La Guardia di finanza cercò la Guardia costiera nella notte del naufragio quando si rese conto di non poter proseguire il suo intervento. Ma nelle relazioni interne che ricostruiscono le ore precedenti allo schianto del barcone di migranti su una secca vicino alla spiaggia di Steccato di Cutro si apre uno scontro tra le due forze militari che fanno capo rispettivamente a Giancarlo Giorgetti e Matteo Salvini. Uno scontro totale, due versioni incompatibili: l’ennesimo tassello non combaciante che alimenta dubbi, incertezze e sospetti su disorganizzazione e sottovalutazioni del pericolo che quella imbarcazione con oltre 150 persone a bordo stava correndo nel suo avvicinamento alle coste calabresi.
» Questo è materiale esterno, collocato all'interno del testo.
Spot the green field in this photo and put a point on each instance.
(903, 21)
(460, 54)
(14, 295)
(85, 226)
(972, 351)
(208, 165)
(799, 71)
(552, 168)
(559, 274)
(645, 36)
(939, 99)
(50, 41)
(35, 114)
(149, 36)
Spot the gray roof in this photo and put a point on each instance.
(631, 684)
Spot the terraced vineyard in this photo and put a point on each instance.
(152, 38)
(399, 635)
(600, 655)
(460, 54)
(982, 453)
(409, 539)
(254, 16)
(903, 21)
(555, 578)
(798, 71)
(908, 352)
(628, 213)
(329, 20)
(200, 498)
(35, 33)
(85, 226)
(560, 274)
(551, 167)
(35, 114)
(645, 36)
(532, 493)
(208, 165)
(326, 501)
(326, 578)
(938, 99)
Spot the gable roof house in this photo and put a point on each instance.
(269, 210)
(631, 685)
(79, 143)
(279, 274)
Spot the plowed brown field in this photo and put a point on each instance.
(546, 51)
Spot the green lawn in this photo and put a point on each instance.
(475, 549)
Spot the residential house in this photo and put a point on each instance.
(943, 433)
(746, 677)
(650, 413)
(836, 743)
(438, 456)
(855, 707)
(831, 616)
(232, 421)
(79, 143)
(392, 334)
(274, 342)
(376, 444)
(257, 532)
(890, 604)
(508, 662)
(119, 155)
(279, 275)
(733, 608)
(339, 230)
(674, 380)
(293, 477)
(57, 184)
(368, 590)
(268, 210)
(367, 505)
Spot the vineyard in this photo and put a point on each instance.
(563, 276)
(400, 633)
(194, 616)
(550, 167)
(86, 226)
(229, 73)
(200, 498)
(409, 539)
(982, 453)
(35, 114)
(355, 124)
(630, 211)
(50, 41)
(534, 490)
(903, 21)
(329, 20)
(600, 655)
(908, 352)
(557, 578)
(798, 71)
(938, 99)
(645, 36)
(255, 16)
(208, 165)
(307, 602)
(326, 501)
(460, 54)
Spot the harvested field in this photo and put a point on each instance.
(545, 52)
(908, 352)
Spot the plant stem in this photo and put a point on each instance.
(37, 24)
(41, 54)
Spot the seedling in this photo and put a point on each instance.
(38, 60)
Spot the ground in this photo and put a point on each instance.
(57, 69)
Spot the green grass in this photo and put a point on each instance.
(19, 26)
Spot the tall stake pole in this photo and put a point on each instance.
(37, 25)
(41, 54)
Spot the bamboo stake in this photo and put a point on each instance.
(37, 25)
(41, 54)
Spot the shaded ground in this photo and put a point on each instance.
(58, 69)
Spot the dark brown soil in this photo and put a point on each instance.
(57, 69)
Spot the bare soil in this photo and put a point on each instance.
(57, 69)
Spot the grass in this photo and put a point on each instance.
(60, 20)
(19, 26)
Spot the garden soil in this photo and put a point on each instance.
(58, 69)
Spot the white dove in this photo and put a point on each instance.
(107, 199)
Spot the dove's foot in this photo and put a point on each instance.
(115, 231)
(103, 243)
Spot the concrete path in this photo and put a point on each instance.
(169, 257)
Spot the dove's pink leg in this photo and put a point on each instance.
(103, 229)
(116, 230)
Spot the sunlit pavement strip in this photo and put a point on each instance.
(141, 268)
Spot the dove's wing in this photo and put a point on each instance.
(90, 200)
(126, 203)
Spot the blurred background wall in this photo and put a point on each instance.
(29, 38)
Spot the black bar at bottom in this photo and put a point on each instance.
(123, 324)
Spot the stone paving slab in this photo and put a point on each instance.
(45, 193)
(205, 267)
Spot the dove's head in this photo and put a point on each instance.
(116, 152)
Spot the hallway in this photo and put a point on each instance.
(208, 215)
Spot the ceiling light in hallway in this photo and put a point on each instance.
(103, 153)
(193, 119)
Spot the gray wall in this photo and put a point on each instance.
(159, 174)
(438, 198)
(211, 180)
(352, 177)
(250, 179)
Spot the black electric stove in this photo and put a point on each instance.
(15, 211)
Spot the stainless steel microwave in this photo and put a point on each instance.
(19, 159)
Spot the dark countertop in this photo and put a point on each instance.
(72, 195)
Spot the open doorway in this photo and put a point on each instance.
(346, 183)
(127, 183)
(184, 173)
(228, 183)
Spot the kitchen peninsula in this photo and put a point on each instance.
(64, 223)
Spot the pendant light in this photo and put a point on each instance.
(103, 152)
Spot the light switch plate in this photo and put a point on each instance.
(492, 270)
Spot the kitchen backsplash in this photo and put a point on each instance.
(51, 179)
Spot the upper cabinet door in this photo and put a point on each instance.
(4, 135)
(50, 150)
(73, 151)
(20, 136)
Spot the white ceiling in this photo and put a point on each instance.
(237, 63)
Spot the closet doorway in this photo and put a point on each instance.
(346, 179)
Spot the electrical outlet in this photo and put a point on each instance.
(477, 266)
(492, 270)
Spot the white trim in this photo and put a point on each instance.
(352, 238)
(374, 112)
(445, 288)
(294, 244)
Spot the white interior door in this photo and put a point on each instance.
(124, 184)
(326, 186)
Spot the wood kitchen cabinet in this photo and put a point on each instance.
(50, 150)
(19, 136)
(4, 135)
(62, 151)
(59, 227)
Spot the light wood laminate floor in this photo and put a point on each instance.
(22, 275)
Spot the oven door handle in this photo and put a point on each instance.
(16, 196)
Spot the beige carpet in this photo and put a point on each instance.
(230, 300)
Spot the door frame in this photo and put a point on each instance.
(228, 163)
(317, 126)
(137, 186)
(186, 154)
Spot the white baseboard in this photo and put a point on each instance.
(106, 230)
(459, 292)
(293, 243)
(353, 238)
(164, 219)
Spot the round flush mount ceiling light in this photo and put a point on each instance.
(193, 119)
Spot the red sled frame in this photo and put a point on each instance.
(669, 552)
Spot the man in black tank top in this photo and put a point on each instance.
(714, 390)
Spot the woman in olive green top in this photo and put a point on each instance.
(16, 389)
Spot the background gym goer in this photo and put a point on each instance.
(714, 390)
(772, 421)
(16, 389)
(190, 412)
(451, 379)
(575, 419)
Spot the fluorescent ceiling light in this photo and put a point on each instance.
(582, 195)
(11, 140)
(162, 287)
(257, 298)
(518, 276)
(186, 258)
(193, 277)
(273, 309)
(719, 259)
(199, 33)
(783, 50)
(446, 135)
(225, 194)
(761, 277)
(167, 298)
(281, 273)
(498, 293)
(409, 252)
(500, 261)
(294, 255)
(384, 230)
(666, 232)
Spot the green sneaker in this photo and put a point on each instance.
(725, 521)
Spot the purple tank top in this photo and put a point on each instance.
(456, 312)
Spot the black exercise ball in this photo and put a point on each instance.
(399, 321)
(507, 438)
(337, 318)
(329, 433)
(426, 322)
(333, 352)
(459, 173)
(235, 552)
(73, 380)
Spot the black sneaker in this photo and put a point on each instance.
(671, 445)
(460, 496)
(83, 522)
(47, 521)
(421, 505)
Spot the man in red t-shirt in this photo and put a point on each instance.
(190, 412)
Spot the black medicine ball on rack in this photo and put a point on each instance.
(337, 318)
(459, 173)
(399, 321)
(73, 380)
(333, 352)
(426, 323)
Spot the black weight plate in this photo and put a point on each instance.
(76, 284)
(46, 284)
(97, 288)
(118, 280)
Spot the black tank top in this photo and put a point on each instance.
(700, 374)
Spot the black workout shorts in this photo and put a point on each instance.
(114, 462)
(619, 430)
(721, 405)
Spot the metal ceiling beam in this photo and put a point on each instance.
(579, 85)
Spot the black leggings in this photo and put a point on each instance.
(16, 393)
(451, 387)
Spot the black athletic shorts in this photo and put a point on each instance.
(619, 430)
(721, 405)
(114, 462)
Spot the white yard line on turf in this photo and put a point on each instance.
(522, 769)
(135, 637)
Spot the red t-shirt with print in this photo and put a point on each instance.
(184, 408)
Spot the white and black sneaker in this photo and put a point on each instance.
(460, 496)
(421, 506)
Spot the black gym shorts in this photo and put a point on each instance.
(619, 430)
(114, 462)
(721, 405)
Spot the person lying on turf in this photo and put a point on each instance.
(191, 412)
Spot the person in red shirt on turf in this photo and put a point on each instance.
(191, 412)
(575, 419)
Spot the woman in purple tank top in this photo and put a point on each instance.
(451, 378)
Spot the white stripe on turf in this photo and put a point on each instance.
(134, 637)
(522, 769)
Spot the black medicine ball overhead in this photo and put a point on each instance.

E conferma quanto Il Fatto Quotidiano aveva rivelato mercoledì: i finanzieri telefonarono alla Guardia costiera dopo le loro ricerche andate a vuoto, ma gli operatori del corpo che fa capo al ministero di Salvini non si mossero. Il vice-premier, dopo due giorni in cui ha minacciato querele parlando di “fango”, dovrà mettersi l’anima in pace: c’è la stessa relazione dei “suoi” a confermare il racconto, già sostanzialmente vistato persino dal portavoce della Guardia costiera Cosimo Nicastro che dopo giorni di silenzio con tutti i giornalisti è riapparso a Cinque Minuti di Bruno Vespa. Salvini può twittare quanto vuole: la Guardia costiera, nelle prime ore di domenica, ha deciso di non uscire. Se per ligio rispetto delle “regole di ingaggio”, sottovalutazione o altro lo stabilirà la procura di Crotone guidata da Giuseppe Capoccia che quelle due relazioni – pubblicate dal Corriere della Sera – le ha sul suo tavolo. Con tutti i loro palesi contrasti da chiarire e sciogliere.

Quando i mezzi della Guardia di finanza sono sulla via del rientro a causa delle cattive condizioni meteo, scrivono gli stessi finanzieri, sono le 3.40 circa: “La Sala Operativa del Comando Provinciale GdF di Vibo Valentia comunicava all’Autorità Marittima di Reggio Calabria che le due unità navali della Guardia di Finanza sono state costrette ad interrompere la navigazione per avverse condizioni meteo marine. Gli operatori di sala richiedevano alla medesima Autorità l’intervento di proprie unità navali per raggiungere il target, senza ricevere riscontro”. La Guardia costiera però scrive tutt’altro: “Alle ore 3.48 – si legge nella relazione – la Guardia di Finanza di Vibo Valentia informa i nostri di Reggio Calabria che i mezzi stanno tornando indietro per le condizioni avverse del tempo. Ci hanno chiesto se avevamo unità operative nella zona, noi abbiamo risposto che al momento non ne avevamo in attività operativa ma che le avremmo impiegate se ci avessero chiesto soccorso”.

Una situazione assai diversa da una richiesta di intervento “senza riscontro“. Le due versioni sono in contrasto. Di più: sono incompatibili. Addirittura si smentiscono, visto che la Guardia costiera sostiene che nella telefonata i finanzieri “concordavano sulla mancanza di elementi di criticità”. Una frase che si rifà alla “buona galleggiabilità” a cui faceva riferimento Frontex nella segnalazione delle 23, all’interno della quale però sottolineava anche come la rilevazione termica lasciasse presupporre che ci fossero molte persone a bordo e rilevava l’assenza di giubbotti di salvataggio. Due elementi, è bene precisarlo, che devono essere presi in considerazione nel decidere se far scattare una Sar, l’operazione di ricerca e soccorso. Ma c’è anche dell’altro, perché la Guardia di finanza spiega che “alle ore 03:50 la Sala Operativa del Provinciale GdF di Vibo Valentia, mediante la postazione della rete radar costiera, acquisiva un target verosimilmente riconducibile alla segnalazione Frontex”. Due minuti dopo la telefonata quindi i finanzieri individuano quindi il barcone? E perché non viene segnalato alla Guardia costiera che spiega di aver ricevuto una prima segnalazione “battuta al radar” alle 4.25 a “7 miglia, in zona Steccato di Cutro”? Interrogativi che dovranno essere sciolti dagli inquirenti.